しかし、これらのことがあたりまえに享受できる日常を過ごすことができる国はすばらしいと思います。
普段、日本で生活している私たちはあまり意識してないですけどね。
日本人から見た日本と世界の人から見た日本の大きなギャップ
日本人から見た日本
この数年、日本は長期的な経済低迷や円安がつづいていることもあり、国力が低下している状態です。
そして若者は将来について明るい将来を思い描くことがむずかしく、少子化もすすんでいます。

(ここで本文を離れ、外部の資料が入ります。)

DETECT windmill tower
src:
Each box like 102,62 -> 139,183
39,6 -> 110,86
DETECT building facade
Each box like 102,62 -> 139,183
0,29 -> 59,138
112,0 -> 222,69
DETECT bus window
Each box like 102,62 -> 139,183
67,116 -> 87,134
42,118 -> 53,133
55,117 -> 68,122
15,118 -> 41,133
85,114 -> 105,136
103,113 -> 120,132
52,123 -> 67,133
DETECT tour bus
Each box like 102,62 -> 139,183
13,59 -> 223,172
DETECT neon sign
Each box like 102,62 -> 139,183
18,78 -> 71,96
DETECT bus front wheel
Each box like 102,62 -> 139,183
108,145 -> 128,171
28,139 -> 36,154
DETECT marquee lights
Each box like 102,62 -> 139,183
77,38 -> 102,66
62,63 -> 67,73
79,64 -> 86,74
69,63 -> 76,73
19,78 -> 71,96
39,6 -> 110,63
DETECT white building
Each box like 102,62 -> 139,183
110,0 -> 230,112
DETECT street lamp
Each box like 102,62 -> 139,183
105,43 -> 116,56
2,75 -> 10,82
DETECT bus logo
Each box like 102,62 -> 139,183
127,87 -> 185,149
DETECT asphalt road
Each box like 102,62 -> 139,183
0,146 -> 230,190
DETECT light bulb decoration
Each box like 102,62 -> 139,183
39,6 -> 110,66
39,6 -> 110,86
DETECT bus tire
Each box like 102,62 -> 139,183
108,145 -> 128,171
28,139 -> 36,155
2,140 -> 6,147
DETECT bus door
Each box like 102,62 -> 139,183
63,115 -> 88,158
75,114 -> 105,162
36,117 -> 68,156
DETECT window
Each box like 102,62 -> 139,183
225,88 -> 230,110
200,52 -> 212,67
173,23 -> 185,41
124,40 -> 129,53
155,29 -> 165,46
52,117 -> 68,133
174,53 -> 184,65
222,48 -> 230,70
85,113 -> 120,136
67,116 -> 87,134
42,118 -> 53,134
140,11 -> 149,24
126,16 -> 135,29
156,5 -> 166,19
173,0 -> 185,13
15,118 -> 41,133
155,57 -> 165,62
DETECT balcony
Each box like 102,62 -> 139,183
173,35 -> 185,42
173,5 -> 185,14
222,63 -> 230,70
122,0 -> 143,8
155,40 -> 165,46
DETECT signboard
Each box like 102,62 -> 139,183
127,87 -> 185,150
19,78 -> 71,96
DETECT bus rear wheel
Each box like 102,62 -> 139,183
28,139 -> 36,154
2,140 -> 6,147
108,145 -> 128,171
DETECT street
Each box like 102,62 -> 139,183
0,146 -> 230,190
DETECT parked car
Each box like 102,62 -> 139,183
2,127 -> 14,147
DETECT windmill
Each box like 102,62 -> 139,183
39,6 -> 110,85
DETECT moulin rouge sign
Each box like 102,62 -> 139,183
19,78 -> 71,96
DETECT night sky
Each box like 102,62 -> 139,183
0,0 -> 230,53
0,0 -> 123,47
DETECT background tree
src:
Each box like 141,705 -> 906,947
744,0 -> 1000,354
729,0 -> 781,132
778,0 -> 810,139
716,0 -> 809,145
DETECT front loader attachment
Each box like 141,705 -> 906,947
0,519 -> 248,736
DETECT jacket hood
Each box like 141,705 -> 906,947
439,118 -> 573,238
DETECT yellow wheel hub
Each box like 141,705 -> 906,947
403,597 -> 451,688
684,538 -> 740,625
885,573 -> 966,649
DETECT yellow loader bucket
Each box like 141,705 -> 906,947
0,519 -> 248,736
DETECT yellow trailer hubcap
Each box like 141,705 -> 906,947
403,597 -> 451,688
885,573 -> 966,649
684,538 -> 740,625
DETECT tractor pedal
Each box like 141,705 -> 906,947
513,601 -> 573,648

日本に対する日本人のイメージは少子高齢化やどんどん高くなる社会保険料や物価、正直ネガティブなものが多いですよね。
世界から見た日本
一方で世界から見た日本は上に記したように世界で最も魅力的なすばらしい国です。
現在、わが家の子ども達はヨーロッパで学んでいます。
2人とも日本人はおろか東洋人がほぼいない環境で学んでいることもあり、日本人はめずらしい存在のようです。
そのせいもあり、頻繁に日本や日本文化について友人や出会う人々に聞かれ、日本に関心があったり好感をもつ人が多いです。
伝統文化や歴史についてはもちろん、アニメやポップカルチャーなど様々なことについてよく知っている人もいるようで、数十年前と比較しても日本や日本文化について興味をもつ人がとても増えていると実感します。
2023年国家ブランド指数:日本が史上初の第1位に選ばれる
フランスの調査会社イプソスは、2023年国家ブランド指数(NBI)を発表、日本が史上初の第1位に選ばれました。
アメリカとドイツ以外の国がトップになるのは史上初とのことです。
経済は低迷しているものの世界における日本の評価は高まり、存在感は増しているのですよね。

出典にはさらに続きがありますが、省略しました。